Drive, charisma, ambition, determination, passion are some of the qualities that allow bookkeepers and business owners to beat the odds and launch themselves into business, find their first customers, surmount near-impossible hurdles and conquer new markets. You own a business to make profits and that’s its fundamental purpose. Some bookkeepers may be satisfied to supplement the family income and not be concerned about saving for retirement, but most will be looking to build a sustainable business.
What is the balance between reinvesting and building the business and a fair day’s pay?
Many people had clear and stated objectives for their businesses; if there were any personal goals they were almost always subordinated to the business objectives, for example, to put some money aside for a retirement fund.
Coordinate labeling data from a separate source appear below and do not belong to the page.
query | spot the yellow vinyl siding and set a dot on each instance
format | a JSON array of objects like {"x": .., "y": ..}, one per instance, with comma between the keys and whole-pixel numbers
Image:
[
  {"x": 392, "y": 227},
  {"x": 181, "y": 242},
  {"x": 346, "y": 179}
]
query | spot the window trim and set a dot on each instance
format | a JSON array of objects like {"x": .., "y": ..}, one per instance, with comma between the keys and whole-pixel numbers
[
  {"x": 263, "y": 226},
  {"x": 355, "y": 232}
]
Most will find themselves trapped in a comforting narrative, which says “Later, when the business can afford it, I will put aside money towards super.” Business owners are faced with a never-ending list of demands on cash flow and capital for investment; bookkeepers and many independent contractors are sadly lagging behind pay-as-you-earn employees who have their employers deducting 9.5 percent of their income under the Superannuation Guarantee. Bookkeepers too will inevitably point to the high cost or inability to taking money out of the business.
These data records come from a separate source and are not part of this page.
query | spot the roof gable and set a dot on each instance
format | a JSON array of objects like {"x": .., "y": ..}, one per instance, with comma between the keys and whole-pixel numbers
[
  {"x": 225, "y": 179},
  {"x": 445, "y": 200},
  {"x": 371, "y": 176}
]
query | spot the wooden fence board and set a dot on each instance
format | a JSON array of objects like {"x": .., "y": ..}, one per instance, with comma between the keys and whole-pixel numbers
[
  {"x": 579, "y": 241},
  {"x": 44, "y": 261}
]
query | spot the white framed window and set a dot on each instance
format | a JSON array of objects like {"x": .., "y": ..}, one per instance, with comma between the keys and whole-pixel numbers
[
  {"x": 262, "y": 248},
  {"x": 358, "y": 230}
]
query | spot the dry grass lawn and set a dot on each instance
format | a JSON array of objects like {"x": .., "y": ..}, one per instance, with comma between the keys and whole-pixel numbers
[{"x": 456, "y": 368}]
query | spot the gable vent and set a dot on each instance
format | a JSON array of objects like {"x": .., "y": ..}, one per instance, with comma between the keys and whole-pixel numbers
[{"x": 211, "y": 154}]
Many business owners think they can rely on the value of their business when they sell it to give adequate return on their efforts. The problem is that there is no guarantee your business will be worth anything, much less what you expect, when the time to hang up your business person boots arrives.
“You need money going out of the business and into an investment fund,” says Peter Buckley, proprietor of Pages Books. “Building both a retirement fund and a rainy day fund are essential.”
An adequate return
Apart from these funds, an adequate income for a business owner or self-employed professional, should be made up of several components – salary, dividends and retirement savings – which, ideally should provide a lifestyle for the family now and in retirement
A return on labour should be based on a fair salary, not just the business needs. Taking a small salary because “the business needs the cash” may hide inefficiencies or a lack of commitment to the practice or business. Perhaps the business is only profitable because you are not taking a full salary. The health of the business may need attention. This is often a painful reality check for a self-employed bookkeeper who is not able to tick these boxes.
Take an outside view: you are an investor in your business and as such need an adequate return on your capital. Unrewarded time in the business is an investment. The capital should give you a return beyond the salary that you draw, just as if it was an investment. You can receive 8 to 10 percent on your money by putting it into low risk investments such as property trusts, so a higher return commensurate with the risks, approaching 20-25 percent may be in order.
The bulk of an owner’s earnings will go in living expenses. If they are prudent, there ought to be some left over to invest in areas outside of the business, such as rental property or superannuation. Meanwhile the business has retained as much of its profits as is feasible. That way both the business and the owners are winners.